The bugs you care about are the ones that happen once.
At 2am.
To one customer.
Those are the ones where causality matters most.
Example 3: The feature flag that split reality
The naive implementation
There’s a new sync pipeline behind a feature flag.
Worker code checks a boolean and chooses a path.
Simple.
Flexible.
Ship it.
The moment it broke
Tenants start reporting inconsistent data.
Some records are updated.
Some aren’t.
Same tenant.
Same timeframe.
Nobody can reproduce it locally.
The symptom developers noticed
No errors.
No slow jobs.
No clear pattern.
Logs say the flag was on.
Other logs say it was off.
Everyone starts blaming caching.
What actually happened
The feature flag was evaluated inside the worker.
The flag changed mid-flight.
Different parts of the same logical operation ran under different rules.

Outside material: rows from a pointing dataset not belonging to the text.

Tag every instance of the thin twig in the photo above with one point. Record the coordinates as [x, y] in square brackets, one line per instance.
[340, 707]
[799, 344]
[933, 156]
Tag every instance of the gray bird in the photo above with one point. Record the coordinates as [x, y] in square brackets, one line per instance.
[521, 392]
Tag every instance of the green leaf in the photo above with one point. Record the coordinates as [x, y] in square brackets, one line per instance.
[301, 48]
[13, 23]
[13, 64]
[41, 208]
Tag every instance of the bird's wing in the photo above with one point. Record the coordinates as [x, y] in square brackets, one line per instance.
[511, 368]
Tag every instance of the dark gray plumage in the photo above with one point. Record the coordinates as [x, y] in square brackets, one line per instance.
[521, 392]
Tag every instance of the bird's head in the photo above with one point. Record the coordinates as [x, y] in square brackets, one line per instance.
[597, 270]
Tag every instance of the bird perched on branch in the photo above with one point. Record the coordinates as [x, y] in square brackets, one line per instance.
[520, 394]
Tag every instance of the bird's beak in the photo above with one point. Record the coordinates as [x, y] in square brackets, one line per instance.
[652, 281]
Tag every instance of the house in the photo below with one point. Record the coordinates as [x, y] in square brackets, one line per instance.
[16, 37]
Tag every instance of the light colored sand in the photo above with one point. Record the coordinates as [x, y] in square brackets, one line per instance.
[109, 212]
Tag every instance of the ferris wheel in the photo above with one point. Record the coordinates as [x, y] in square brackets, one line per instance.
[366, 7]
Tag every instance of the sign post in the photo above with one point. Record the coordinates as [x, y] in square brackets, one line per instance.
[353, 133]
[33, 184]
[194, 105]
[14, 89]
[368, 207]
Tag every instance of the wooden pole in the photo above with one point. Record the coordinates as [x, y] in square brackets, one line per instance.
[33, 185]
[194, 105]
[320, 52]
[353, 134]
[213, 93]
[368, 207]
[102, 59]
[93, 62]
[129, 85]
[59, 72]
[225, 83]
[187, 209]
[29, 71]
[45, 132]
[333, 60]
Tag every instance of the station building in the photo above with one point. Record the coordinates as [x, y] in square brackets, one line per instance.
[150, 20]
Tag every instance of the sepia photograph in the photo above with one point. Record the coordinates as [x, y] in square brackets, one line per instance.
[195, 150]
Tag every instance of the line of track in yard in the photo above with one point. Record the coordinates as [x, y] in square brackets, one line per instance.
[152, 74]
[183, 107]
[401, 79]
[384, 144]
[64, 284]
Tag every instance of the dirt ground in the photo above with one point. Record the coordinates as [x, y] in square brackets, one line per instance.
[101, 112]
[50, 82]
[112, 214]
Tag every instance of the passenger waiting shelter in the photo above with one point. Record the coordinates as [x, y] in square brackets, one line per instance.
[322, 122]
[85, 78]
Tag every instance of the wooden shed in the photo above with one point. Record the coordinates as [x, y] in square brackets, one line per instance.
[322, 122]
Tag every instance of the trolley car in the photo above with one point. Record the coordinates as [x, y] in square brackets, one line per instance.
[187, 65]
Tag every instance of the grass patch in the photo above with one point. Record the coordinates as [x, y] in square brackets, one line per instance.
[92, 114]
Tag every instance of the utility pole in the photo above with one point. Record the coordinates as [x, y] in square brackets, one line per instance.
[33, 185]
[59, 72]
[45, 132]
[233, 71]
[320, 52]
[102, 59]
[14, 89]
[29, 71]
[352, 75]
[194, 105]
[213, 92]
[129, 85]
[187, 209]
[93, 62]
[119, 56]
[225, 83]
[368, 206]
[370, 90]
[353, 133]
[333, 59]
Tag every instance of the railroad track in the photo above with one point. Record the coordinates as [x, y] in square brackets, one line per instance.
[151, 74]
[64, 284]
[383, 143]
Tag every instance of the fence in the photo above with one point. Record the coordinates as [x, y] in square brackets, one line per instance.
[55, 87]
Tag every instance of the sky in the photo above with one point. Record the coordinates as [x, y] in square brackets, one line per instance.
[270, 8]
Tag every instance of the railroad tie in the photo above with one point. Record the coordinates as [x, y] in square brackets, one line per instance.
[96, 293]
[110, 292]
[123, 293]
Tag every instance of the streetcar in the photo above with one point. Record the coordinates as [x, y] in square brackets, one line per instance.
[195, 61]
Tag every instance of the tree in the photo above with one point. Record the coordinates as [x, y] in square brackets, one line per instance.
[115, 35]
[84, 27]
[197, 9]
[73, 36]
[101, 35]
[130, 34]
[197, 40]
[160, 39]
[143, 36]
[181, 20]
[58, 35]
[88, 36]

From the system’s point of view, reality split.
The fix
We captured the flag value at the start.
We carried it through the trace.
The sync didn’t ask, “what’s the flag now?”
It knew, “this is the path I’m on.”
Once we did that, traces stopped being confusing.

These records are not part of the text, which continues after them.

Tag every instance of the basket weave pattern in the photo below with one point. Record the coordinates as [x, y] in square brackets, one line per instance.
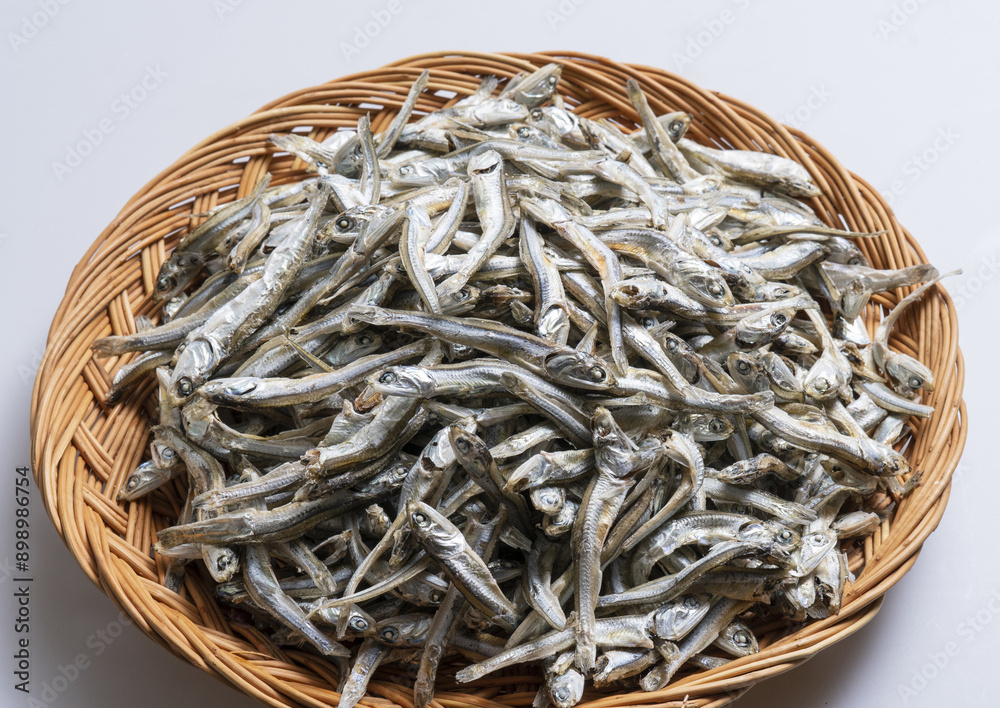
[82, 451]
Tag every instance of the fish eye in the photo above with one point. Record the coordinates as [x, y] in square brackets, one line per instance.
[596, 373]
[242, 387]
[185, 386]
[359, 624]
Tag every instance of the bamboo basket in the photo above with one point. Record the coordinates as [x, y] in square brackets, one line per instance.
[83, 451]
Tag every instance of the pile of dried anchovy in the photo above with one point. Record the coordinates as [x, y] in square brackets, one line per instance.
[510, 384]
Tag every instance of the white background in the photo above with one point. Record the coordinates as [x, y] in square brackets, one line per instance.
[878, 83]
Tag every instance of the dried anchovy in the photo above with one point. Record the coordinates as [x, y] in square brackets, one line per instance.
[507, 384]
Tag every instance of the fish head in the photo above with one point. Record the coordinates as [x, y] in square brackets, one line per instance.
[676, 124]
[681, 354]
[461, 301]
[164, 455]
[910, 374]
[143, 479]
[760, 328]
[194, 364]
[530, 473]
[566, 689]
[884, 460]
[548, 500]
[779, 373]
[561, 523]
[707, 427]
[487, 162]
[639, 292]
[427, 523]
[546, 211]
[822, 381]
[748, 372]
[708, 287]
[403, 381]
[784, 541]
[361, 344]
[676, 619]
[359, 622]
[579, 370]
[407, 630]
[175, 274]
[498, 111]
[770, 291]
[222, 563]
[737, 639]
[814, 546]
[470, 451]
[420, 173]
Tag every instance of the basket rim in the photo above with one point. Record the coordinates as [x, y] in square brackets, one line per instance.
[88, 522]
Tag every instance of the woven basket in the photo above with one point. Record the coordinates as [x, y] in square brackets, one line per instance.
[82, 451]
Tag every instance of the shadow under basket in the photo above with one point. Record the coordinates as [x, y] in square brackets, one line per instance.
[83, 451]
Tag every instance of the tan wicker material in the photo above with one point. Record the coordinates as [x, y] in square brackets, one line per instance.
[82, 451]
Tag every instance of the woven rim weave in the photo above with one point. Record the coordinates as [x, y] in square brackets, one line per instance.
[82, 451]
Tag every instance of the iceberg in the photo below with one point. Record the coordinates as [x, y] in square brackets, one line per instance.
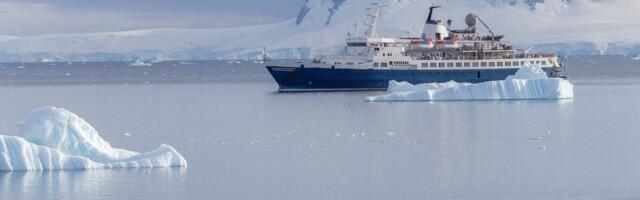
[56, 139]
[529, 83]
[139, 63]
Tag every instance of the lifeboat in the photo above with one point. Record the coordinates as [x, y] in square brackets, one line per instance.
[447, 43]
[422, 44]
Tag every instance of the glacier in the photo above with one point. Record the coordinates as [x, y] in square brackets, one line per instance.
[529, 83]
[56, 139]
[577, 27]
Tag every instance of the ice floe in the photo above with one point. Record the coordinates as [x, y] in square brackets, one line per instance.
[530, 82]
[56, 139]
[140, 63]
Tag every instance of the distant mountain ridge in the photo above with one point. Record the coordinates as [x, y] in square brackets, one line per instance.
[567, 27]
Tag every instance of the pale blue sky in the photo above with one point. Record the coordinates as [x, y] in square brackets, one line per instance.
[29, 17]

And the bug stopped existing.
When effects outlive their causes, you lose the plot
This is the common thread in all of these.
Something happens.
Later, something else reacts.
But the reaction has no memory of the original cause.
At that point:
- Logs lie
- Metrics smooth things out
- Performance data looks normal
And you’re left with vibes.
Tracing is the only tool that can preserve the “why”.

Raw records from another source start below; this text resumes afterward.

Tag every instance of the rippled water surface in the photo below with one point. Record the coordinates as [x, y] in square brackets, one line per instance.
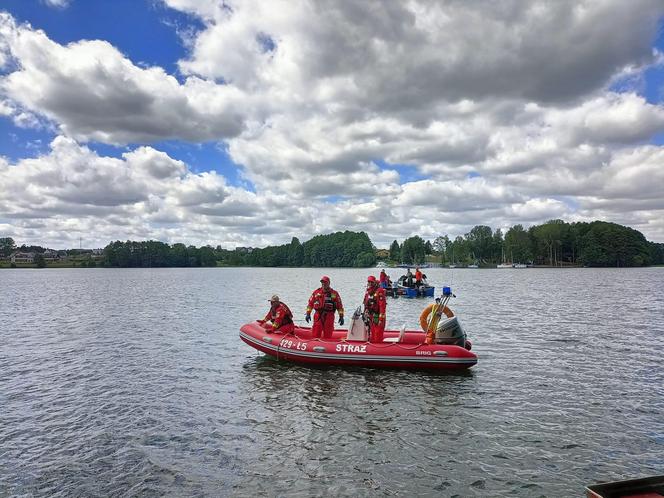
[135, 383]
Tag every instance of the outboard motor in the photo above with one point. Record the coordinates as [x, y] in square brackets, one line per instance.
[450, 331]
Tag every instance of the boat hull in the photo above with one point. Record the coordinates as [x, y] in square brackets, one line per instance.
[423, 291]
[409, 353]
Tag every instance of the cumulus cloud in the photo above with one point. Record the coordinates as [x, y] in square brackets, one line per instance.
[59, 4]
[503, 113]
[93, 92]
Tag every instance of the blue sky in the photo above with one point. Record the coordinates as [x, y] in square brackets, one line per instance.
[292, 111]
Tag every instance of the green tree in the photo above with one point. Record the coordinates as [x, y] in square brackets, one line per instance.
[479, 241]
[40, 261]
[517, 244]
[412, 250]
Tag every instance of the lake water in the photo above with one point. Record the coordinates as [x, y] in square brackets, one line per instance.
[134, 383]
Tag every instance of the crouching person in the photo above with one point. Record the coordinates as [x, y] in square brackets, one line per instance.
[279, 318]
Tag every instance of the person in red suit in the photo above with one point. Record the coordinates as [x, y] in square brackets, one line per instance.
[279, 318]
[375, 305]
[324, 301]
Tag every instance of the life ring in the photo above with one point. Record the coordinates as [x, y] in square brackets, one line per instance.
[424, 317]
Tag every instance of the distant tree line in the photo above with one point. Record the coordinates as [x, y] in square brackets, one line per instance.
[152, 253]
[340, 249]
[554, 243]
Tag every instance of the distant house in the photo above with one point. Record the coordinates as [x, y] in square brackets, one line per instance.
[22, 257]
[51, 255]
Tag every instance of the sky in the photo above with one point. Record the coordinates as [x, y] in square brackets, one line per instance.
[247, 123]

But only if you treat it that way.
What changed when we stopped tracing speed and started tracing flow
The shift is subtle.
But once it happens, you can’t unsee it.
We stopped asking:
“How long did this take?”
We started asking:
“What caused this to run at all?”
We started:
- Carrying context everywhere
- Linking jobs to requests
- Treating retries as forks, not resets
- Recording decisions, not just calls
Debugging stopped feeling like archaeology.
You follow the trace.
You see the chain.
You understand the mistake.
It’s boring again.
That’s a good thing.
How this changes how you design systems
You start designing with continuity in mind.
APIs stop being “endpoints”.
They become transitions.
Jobs stop being “background”.
They become progress.
Retries stop being “try again”.
They become explicit branches.
Feature flags stop being magic.
They become part of the execution context.
None of this requires new tools.
It requires better judgment.
Performance is a symptom. Causality is the system.
Performance problems come and go.
Causality problems compound.
If you can’t explain why something happened, you don’t really observe your system.
Tracing isn’t about speed.
It’s about truth.
Once you internalize that, everything else gets easier.